Fine-grained category discovery under coarse supervision remains challenging due to underutilized semantic structure. The authors propose STAR, a contrastive learning framework that uses comprehensive semantic similarities measured in a logarithmic space to guide sample distributions and form tight, separable fine-grained clusters, with a centroid-based inference mechanism for real-time tasks. Theoretical analysis links STAR to clustering and generalized EM, and empirical results on CLINC, WOS, and HWU64 show state-of-the-art performance across ACC, ARI, and NMI, with robust ablations and an evaluation of real-time inference. Overall, STAR provides a practical, principled approach to uncover fine-grained categories in text and supports deployment in latency-sensitive applications through centroid inference and dynamic neighborhood weighting.

Abstract

Fine-grained category discovery using only coarse-grained supervision is a cost-effective yet challenging task.

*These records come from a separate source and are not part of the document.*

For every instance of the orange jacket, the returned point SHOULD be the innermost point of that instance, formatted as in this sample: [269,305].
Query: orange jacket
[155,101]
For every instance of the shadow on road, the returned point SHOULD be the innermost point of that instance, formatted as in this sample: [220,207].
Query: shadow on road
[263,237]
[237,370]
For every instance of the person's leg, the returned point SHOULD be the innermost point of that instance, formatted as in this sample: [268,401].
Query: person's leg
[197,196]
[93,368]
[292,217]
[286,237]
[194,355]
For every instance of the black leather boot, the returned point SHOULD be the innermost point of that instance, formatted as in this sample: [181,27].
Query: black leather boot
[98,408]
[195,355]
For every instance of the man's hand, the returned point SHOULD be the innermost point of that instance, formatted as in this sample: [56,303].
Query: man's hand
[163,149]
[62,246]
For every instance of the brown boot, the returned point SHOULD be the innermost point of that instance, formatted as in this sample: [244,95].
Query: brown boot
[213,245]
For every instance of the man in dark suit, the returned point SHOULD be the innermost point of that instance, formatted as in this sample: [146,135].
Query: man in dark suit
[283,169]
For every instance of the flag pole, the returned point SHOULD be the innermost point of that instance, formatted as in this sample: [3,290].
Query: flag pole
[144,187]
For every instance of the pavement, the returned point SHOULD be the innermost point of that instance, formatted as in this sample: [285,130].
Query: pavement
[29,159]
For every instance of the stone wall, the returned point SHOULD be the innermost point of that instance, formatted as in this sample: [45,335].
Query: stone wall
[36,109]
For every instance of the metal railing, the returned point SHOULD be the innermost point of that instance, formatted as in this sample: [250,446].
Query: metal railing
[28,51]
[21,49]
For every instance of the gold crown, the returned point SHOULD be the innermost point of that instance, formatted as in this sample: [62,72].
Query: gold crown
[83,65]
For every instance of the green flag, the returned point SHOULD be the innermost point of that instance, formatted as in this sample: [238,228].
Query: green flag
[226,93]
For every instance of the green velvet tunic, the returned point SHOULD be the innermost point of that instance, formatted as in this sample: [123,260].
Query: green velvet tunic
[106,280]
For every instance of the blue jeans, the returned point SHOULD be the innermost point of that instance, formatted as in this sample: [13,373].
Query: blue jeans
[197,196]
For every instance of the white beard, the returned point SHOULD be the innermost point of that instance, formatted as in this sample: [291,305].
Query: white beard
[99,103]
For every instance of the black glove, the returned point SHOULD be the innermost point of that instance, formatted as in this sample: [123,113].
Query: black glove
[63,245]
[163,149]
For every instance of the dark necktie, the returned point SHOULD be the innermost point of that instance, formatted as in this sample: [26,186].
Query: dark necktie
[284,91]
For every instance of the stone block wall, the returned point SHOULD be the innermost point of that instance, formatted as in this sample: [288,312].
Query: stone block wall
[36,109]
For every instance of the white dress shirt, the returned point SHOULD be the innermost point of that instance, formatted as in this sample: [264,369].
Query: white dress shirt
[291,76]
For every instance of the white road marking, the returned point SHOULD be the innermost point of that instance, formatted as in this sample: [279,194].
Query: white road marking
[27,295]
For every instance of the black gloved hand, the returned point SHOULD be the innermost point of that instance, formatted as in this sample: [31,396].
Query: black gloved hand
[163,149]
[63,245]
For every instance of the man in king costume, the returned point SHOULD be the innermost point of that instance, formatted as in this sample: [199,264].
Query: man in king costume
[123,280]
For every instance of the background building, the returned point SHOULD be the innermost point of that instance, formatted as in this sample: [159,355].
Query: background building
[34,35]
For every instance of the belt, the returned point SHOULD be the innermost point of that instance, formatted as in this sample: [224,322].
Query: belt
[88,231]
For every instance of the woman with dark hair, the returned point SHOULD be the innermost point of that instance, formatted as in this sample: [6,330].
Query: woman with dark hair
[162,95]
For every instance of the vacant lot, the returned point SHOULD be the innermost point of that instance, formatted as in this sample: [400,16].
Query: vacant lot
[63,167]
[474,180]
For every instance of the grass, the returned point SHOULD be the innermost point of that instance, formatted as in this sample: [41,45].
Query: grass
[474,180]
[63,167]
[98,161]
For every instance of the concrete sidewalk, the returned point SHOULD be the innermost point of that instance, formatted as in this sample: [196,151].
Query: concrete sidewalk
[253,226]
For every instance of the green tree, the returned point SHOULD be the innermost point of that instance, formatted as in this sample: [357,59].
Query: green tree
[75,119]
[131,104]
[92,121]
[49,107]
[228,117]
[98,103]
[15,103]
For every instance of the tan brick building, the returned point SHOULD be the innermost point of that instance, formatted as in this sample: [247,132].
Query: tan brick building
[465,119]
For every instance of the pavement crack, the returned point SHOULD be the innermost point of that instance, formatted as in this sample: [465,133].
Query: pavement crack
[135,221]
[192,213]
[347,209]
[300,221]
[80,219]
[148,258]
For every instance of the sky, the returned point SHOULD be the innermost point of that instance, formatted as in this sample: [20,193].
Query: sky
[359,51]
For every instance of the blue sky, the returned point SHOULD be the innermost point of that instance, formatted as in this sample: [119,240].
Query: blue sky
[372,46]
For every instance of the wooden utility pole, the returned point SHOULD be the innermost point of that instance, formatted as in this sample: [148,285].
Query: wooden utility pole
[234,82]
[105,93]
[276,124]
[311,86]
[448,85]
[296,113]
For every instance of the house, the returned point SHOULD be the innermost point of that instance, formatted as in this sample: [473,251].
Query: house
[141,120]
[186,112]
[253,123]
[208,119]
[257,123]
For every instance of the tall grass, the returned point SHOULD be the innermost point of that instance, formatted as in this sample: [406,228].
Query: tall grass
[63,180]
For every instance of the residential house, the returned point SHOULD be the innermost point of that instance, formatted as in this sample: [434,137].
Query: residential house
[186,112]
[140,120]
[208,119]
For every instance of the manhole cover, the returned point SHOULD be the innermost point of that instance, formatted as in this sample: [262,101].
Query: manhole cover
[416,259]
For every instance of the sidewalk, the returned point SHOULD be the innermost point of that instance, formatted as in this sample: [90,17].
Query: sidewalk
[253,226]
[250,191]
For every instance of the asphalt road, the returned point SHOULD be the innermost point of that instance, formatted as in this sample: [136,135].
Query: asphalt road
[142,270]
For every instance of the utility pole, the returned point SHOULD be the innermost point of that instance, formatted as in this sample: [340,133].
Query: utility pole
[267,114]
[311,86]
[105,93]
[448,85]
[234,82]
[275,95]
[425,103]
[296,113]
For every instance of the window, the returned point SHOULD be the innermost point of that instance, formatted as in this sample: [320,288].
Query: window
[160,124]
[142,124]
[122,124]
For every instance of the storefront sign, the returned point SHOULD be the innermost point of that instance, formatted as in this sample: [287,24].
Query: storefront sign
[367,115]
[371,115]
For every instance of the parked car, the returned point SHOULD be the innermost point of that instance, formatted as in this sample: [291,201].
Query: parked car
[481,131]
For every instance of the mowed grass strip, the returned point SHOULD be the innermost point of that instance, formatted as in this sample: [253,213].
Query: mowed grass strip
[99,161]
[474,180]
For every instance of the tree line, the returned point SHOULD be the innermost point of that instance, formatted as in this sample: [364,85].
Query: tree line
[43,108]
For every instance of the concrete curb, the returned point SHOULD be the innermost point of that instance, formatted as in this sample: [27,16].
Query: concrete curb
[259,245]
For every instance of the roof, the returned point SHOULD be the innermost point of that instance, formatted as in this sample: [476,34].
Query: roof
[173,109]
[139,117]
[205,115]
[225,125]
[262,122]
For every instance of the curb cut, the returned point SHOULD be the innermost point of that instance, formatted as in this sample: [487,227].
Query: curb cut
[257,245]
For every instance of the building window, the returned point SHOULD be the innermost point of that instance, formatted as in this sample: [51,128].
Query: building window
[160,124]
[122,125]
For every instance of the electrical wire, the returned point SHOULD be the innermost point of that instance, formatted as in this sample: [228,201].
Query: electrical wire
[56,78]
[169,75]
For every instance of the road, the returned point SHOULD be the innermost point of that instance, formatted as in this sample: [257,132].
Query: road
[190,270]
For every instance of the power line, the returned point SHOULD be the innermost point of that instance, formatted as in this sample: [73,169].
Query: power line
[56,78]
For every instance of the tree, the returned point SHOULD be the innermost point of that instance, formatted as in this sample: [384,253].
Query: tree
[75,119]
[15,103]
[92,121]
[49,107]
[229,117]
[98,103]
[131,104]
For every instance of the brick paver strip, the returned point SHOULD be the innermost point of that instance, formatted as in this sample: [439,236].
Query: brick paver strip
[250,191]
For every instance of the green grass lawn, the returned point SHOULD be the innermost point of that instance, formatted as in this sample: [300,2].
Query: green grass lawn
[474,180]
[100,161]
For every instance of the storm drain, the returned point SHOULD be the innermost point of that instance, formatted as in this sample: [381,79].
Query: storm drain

Previous training methods focus on aligning query samples with positive samples and distancing them from negatives. They often neglect intra-category and inter-category semantic similarities of fine-grained categories when navigating sample distributions in the embedding space. Furthermore, some evaluation techniques that rely on pre-collected test samples are inadequate for real-time applications. To address these shortcomings, we introduce a method that successfully detects fine-grained clusters of semantically similar texts guided by a novel objective function. The method uses semantic similarities in a logarithmic space to guide sample distributions in the Euclidean space and to form distinct clusters that represent fine-grained categories. We also propose a centroid inference mechanism to support real-time applications. The efficacy of the method is both theoretically justified and empirically confirmed on three benchmark tasks. The proposed objective function is integrated in multiple contrastive learning based neural models. Its results surpass existing state-of-the-art approaches in terms of Accuracy, Adjusted Rand Index and Normalized Mutual Information of the detected fine-grained categories. Code and data will be available at Code and data are publicly available at https://github.com/changtianluckyforever/F-grained-STAR.
Paper Structure (26 sections, 7 equations, 4 figures, 5 tables)

This paper contains 26 sections, 7 equations, 4 figures, 5 tables.

Figures (4)

  • Figure 1: A fine-grained intent detection example. Left: This panel illustrates the label hierarchy, transitioning from coarse-grained to fine-grained granularity. Right: This example demonstrates intent detection in a conversation about car choices, showing how coarse-grained analysis alone can lead to incorrect recommendations by a life assistant due to a lack of fine-grained analysis.
  • Figure 2: Visualization of comprehensive semantic similarities (CSS). The wavy line indicates the bidirectional KL divergence between two samples.
  • Figure 3: STAR-DOWN integrates the baseline DOWN with the STAR method (shown in the red dashed box). In the visual representation, colors differentiate samples, squares represent features extracted by the Encoder, and circles denote features extracted by the Momentum Encoder. Unidirectional arrows indicate proximity, while bidirectional arrows signify distance between samples.
  • Figure 4: The t-SNE visualization of sample embeddings from STAR-DOWN method on the HWU64 dataset, with different colors representing different coarse-grained categories. The distinct clusters represent the discovered fine-grained categories.